Supir yang Berhati Hijau

Diskusi dengan Mas Nunu (Erbe Sentanu) kemarin masih membekas di hati saya.

Saya mengenal istilah baru, hati yang hijau atau green heart, sebagai pertanda hati yang bersih, ikhlas, selaras dengan alam. Warna hijau juga menjadi indikator di alat yang namanya EmWave
(www.greenheartasia.com) yang saya ceritakan di postingan sebelumnya.

Pagi ini saya berangkat mengantarkan Vito sekolah. Kemacetan harus disikapi dengan strategi yang jitu. Saya mencari jalan memotong untuk menghemat waktu barang semenit dua menit.

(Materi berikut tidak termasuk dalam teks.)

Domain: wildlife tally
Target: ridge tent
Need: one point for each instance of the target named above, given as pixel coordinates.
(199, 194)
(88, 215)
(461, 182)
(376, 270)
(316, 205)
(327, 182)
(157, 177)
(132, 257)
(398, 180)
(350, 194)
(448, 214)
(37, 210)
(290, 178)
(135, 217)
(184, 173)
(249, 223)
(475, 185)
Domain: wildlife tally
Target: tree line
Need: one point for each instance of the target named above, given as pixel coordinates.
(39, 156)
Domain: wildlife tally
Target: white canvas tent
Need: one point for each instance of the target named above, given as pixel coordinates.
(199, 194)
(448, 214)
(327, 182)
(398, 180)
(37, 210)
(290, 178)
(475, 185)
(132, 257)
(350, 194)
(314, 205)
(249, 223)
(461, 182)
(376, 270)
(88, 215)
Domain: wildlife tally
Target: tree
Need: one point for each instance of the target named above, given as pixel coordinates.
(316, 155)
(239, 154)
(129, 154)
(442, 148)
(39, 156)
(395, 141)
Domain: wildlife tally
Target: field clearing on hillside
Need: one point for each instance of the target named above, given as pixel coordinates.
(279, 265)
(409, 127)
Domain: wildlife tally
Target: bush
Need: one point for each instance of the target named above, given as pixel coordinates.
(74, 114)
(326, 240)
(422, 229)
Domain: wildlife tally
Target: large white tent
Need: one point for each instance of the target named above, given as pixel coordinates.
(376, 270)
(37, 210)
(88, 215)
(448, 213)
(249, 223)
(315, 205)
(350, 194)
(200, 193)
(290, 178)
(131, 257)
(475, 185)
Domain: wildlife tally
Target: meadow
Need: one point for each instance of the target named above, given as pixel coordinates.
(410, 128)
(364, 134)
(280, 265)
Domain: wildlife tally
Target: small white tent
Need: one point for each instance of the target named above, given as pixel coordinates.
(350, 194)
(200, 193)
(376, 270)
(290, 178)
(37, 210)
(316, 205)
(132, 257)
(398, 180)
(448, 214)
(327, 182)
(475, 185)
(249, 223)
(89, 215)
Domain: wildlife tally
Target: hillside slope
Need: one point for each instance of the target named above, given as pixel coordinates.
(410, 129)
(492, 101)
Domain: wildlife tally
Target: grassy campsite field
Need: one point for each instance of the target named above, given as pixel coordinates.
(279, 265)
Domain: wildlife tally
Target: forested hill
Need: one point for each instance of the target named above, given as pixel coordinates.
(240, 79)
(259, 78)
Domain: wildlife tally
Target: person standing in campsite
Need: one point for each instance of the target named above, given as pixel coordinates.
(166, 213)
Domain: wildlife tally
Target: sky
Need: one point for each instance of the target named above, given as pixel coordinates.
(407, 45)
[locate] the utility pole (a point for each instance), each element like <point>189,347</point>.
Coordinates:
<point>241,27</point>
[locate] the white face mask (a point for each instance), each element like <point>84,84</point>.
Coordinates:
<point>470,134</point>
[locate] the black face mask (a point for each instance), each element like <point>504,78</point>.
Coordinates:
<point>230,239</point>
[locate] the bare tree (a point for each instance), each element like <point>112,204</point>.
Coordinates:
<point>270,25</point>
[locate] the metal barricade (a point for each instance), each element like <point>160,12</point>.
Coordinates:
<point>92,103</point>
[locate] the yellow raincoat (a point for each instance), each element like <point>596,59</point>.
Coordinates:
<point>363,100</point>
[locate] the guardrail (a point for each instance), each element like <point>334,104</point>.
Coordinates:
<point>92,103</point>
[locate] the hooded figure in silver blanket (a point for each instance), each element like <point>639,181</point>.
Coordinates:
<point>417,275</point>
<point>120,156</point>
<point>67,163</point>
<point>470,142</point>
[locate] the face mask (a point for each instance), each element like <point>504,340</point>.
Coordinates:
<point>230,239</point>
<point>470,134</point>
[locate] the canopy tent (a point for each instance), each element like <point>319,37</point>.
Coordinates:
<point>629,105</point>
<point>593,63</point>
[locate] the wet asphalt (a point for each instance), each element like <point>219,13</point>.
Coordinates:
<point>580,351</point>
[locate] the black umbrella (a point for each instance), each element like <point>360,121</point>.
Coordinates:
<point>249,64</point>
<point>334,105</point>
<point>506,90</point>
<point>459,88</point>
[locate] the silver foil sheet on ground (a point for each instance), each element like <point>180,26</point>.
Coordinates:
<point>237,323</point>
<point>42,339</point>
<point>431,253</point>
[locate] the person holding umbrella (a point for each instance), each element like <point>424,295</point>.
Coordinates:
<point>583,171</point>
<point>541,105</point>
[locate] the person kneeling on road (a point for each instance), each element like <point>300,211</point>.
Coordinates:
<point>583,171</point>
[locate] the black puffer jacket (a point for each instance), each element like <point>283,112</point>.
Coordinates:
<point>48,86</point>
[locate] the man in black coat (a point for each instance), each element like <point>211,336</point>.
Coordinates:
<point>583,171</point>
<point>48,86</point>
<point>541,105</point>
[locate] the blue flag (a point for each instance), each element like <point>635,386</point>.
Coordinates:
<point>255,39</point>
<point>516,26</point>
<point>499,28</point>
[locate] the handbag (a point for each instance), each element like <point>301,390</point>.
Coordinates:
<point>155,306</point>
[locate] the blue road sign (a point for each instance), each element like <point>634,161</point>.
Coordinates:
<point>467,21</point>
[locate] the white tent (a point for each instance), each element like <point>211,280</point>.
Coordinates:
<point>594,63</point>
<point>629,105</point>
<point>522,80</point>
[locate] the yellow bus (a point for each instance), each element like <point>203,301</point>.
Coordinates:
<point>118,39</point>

Tapi kali ini saya salah prediksi. Di ujung jalan kecil ini antrian mobil begitu rapat dan panjang mengular. Sulit untuk masuk menyeruak dan mencari celah menyeberang jalan. Saya hanya memberi tanda lampu sign dan menunggu pengemudi yang berbaik hati memberikan jalan.

“Maju aja pelan-pelan. Kalau diam aja mana dapat”, seru istri saya.

Saya diam saja. Menunggu. Kali ini saya punya rencana lain. Saya mengaharpkan keajaiban kecil terjadi.

Satu dua mobil lewat, tanpa mengindahkan lampu sign saya. Mungkin ada sepuluh mobil yang akhirnya melewati tanpa memberi jalan.

Saya masih menunggu pasrah dan berharap ada yang berbaik hati memberi jalan. Saya tidak berusaha mendesak.

Satu persatu mobil yang isinya orang-orang berdandan rapi dan berdasi pun berlalu, tanpa memberi kesempatan kepada mobil saya.

Saya maklum, mungkin mereka terburu-buru mau masuk kantor.

Saya berusaha menjaga hati supaya tetap “hijau”. Sabar dan tetap berharap ada keajaiban.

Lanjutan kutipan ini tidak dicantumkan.